Connelly explained that not only has the plan volume dropped, the annual target and has dropped annually. “This year we’ll be producing around 33.7 million board feet; last year it was about 35. It’s been as high as probably 80 (million board feet), but that has been spikes because of wind events or disasters.”

She added that the Forest Service is working with industry to provide what it needs and to shift ecosystem to create younger stands of timber for a healthy forest, with a balance of ages and species diversity.

Rapp said, “When we talk about the harvesting of the timber, remember this is a 500,000-plus acre forest in Warren, Forest, McKean and Elk (counties). That’s land that’s not going to be developed, that (would) add to our economy. So our rural schools, our counties and our townships depend on that funding coming back from the harvest of our timber.”

Hutchinson wondered why the Forest Service says it cannot afford to cut more timber, when it make a profit from the logging.

Connelly replied, “The funds that we receive, most of it goes back to the (U.S.) Treasury, and (our funding) comes down through appropriated dollars to do more work. We also have the stewardship contracting which allows us to retain some of the receipts locally, about 25 percent of the volume we produce locally… so that like a business, we can take those funds and put it back into work that will help to grow trees. It also helps us to do things like stream improvements.”

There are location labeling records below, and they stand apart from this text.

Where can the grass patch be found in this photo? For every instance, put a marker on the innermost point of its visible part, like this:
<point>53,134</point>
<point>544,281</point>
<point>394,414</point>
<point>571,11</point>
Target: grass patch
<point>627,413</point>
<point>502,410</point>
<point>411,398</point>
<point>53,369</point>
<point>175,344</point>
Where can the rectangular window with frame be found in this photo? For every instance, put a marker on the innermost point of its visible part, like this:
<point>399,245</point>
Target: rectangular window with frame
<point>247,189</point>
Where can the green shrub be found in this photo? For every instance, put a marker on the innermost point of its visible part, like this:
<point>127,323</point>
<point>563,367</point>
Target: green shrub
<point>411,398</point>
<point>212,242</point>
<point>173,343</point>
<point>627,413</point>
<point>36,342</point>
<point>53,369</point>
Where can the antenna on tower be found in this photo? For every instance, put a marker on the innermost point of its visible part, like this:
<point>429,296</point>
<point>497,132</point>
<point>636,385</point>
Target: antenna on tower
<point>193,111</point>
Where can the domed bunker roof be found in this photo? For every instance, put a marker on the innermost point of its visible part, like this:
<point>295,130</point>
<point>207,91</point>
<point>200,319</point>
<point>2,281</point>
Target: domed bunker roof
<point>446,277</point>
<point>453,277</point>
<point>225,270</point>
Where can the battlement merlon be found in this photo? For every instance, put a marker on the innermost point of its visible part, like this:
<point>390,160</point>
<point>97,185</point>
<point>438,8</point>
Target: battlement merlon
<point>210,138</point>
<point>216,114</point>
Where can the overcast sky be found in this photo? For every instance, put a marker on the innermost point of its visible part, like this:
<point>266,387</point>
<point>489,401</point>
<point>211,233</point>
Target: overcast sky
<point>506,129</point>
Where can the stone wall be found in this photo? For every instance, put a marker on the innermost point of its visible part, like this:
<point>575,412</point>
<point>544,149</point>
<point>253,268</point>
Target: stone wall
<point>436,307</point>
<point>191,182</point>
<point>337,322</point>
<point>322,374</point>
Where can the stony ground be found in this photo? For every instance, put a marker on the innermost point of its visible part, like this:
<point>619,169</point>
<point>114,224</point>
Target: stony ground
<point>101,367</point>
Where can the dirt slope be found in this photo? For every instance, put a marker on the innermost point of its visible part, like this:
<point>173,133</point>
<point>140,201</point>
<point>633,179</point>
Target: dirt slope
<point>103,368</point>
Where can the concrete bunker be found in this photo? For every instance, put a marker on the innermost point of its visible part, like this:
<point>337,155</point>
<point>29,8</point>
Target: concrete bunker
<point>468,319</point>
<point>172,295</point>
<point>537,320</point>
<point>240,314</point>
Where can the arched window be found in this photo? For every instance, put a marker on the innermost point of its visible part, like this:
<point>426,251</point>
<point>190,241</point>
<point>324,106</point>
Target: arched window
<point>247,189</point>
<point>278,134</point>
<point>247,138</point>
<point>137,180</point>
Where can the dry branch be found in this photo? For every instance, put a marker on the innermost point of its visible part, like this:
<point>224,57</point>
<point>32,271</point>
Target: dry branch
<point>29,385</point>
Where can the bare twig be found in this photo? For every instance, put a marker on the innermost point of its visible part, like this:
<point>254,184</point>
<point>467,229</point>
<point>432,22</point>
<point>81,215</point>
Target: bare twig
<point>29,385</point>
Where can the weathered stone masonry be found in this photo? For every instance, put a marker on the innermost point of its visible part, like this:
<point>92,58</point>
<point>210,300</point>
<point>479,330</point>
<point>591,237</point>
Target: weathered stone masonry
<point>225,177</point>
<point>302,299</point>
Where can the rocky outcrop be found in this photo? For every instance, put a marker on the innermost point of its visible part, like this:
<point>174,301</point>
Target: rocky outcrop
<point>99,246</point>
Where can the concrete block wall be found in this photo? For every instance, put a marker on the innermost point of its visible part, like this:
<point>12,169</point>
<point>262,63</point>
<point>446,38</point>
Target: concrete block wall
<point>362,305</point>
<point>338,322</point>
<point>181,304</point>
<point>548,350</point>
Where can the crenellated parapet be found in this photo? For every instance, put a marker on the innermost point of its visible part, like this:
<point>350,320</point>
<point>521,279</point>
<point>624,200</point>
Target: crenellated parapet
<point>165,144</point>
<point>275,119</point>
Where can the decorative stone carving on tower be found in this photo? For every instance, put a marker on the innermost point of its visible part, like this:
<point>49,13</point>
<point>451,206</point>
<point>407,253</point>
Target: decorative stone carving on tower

Toomey said, “I assume there is a lot of input from the community, it’s an open proces. Does everybody feel under the current plan there is a general consensus that we’ve got to the right place, or is it still pretty contentious?”

That drew some laughter from others in the group, and Connelly replied, “There was a lot of involvement (from the community) That’s the trick, the challenge in managing a national forest is finding that balance, that’s going to manage the habitat, that’s going to produce the goods and services that we need to keep the economies running.”

“The Allegheny National Forest is very important to a lot of people, not only in the production of timber, but for recreation, habitat and just finding peace and solitude in the few areas where we don’t have a lot of roads. We have a lot going on,” she added.

Shifting gears to the oil and gas industry, Connelly noted that the ANF has been processing about 300 wells a year, mostly shallow wells, working with private developers on locations of the roads to minimize impacts on resources. She added that there are currently about 3,000 wells on the national forest, and about ten are Marcellus shale wells.

Connelly went over invasive species issues and possible solutions and then returned to the improvements made on Morrison Run

The Morrison Run watershed was the pilot project for the Allegheny Watershed Improvement Needs Coalition, consisting of non-profit organizations, individuals, and local, state and federal government agencies partnering to promote protection, restoration and habitat improvements in watersheds that lie entirely or partially within the ANF. Twenty restoration projects have been completed in the Morrison watershed since 2007.